Nestled cosily on deck 8 is the all-new Arts Café. Hosting varied and exciting exhibitions, the Arts Café will showcase paintings and sculptures from a broad range of talent.

The distinctive design of the venue is a relaxing getaway and offers daytime cuisine in the form of a café and deli-bar.

Resting on pedestals, several hand-luggage-sized cubes with various colorful forms embedded, or melted, into them are real head turners.

Silversea small luxury cruise line

Of late, the high-end hotel and luxury ship worlds have been going through a boom in art acquisitions for their public venues and rooms.

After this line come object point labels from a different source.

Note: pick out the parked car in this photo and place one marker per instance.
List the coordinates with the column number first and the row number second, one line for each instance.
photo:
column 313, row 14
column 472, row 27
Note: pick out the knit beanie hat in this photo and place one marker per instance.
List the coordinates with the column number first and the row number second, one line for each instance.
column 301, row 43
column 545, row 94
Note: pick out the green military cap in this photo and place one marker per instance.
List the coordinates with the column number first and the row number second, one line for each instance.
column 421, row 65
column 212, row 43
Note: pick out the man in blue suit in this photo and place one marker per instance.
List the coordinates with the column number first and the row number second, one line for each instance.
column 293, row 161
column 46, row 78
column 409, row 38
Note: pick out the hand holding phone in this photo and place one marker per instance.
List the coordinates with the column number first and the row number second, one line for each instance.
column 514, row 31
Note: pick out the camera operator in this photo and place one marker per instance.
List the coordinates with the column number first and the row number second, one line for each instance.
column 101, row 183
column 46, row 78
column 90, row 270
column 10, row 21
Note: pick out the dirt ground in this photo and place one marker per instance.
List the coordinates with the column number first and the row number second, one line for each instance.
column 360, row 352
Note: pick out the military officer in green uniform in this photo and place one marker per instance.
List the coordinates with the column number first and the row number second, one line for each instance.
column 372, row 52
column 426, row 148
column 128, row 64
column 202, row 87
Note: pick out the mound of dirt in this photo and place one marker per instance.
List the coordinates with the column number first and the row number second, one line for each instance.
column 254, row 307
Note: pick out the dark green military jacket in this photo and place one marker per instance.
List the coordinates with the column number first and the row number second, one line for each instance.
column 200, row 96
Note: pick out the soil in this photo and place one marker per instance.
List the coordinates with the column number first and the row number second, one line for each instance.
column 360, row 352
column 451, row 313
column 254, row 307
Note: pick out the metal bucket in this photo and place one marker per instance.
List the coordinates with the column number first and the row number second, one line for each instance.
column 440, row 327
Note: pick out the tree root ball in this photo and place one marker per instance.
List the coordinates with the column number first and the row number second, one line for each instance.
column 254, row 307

The twenty-plus-year-old Silversea small luxury cruise line is pushing particularly strong in its art program, with the earlier Silver Shadow vessel already having displayed pieces by artists that include Picasso and Chagall.

Works by Italian artists

Built in Genoa’s Fincantieri shipyards, the 596-passenger Silver Muse is Silversea’s ninth ship.

Especially for the predominately English-speaking passengers who are likely not yet too familiar with contemporary Italian art, a Silver Muse cruise offers art lovers a primer on some important artists from the ship line’s home country.

A relaxing getaway

A drawing room-size space, the Arts Café serves all manner of coffees and a wicked selection of gourmet sandwiches, parfaits, canapés and pastries. By evening it turns into a cocktail lounge.

The café also displays book cases of high-end art volumes provided by London’s Heywood Hill booksellers which can be perused in high-back chairs and on leather sofas or take out on the aft deck.

Exciting works of art

Art curator Monica Cembrola has brought together some 600 works of art collected under the theme of “The Lightness of Travel.” In a promotional book for the ship, Cembrola writes that “the exhibition evokes the questions each of us has about life, death, anguish and solitude through the idea of the journey.”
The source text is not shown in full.